Fed Meeting Leaves Rates Steady
The Fed meeting on Wednesday revealed no unexpected news, and its impact on mortgage markets was minor. Inflation data delayed a bit by the government shutdown far exceeded expectations, but it also caused little reaction. As a result, mortgage rates ended the week nearly unchanged.
Fed Signals Balanced Outlook
After reducing the federal funds rate by 25 basis points at each of the last three meetings, the Fed held it steady at a range of 3.50% to 3.75% as expected. There were no significant surprises in the meeting statement, which contained a small improvement in the outlook for economic growth. It also noted a more even balance of risks between their mandates of low unemployment and stable inflation. The statement from the prior meeting described potential labor market weakness as the greater threat. Investors anticipate that the next federal funds rate cut will take place in June. In addition, President Trump on Friday nominated Kevin Warsh to succeed Jerome Powell as Fed Chair when his term ends in May.
Producer Inflation Surges
An inflation indicator released this week, which measures wholesale costs for producers, came in far above the expected levels. The December core Producer Price Index (PPI) jumped 0.7% from November, well above the consensus forecast of just 0.3% and the largest monthly increase since July. Core PPI was 3.3% higher than a year ago, up sharply from an annual rate of 3.0% last month and also the highest level since July. Core PPI remains well above the 2.0% target level of the Fed. However, the reaction was minor since investors tend to place a lot more weight each month on the Consumer Price Index report, which better reflects overall inflation levels in the economy.

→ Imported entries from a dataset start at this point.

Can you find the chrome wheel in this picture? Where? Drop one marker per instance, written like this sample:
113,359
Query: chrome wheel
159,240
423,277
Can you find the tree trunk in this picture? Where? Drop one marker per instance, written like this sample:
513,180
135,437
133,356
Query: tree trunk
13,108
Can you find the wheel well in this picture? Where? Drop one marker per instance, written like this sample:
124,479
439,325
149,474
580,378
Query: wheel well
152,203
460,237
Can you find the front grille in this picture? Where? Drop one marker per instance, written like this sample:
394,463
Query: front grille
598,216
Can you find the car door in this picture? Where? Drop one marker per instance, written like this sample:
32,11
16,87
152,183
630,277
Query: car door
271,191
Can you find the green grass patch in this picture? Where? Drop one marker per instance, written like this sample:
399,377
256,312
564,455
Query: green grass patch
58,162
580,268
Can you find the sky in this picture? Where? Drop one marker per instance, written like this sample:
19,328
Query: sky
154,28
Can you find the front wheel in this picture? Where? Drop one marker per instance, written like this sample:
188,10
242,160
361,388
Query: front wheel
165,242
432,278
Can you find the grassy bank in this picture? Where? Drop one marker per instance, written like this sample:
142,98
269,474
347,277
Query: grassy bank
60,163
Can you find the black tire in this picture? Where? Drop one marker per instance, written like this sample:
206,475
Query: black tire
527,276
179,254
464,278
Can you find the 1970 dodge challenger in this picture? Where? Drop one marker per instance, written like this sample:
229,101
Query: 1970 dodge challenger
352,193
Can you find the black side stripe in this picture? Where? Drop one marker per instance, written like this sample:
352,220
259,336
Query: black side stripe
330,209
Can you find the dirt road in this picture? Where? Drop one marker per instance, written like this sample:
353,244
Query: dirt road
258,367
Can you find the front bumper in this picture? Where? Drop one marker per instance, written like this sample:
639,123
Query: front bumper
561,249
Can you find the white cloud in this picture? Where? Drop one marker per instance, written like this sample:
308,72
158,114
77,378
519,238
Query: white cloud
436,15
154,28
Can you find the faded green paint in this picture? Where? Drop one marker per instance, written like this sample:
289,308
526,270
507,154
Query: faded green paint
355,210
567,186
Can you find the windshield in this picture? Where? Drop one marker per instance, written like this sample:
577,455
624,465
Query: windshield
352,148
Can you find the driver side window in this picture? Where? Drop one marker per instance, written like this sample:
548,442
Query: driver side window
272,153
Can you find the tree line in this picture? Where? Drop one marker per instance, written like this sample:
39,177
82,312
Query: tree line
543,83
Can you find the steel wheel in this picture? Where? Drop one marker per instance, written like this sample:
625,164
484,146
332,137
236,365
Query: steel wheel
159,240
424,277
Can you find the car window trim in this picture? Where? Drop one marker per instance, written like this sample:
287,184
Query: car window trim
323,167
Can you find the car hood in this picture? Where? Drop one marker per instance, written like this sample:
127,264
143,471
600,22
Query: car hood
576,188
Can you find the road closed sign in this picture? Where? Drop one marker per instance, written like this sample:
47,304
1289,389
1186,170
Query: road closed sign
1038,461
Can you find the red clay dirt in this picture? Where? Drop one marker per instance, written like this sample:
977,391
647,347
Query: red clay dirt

Consumer Confidence Hits Decade Low
The latest confidence survey published by the Conference Board revealed that consumers remain worried about the economic outlook, the labor market, and geopolitical tensions. In January, the index unexpectedly dropped to just 84.5, far below the consensus forecast of 90.0, and the lowest level since 2014.
Labor Market Outlook Worsens
Of note, the decline was widely spread across ages and income groups. In particular, the outlook for future labor market conditions weakened. The number of people who feel that jobs are difficult to find rose to the highest level since February 2021 during the pandemic.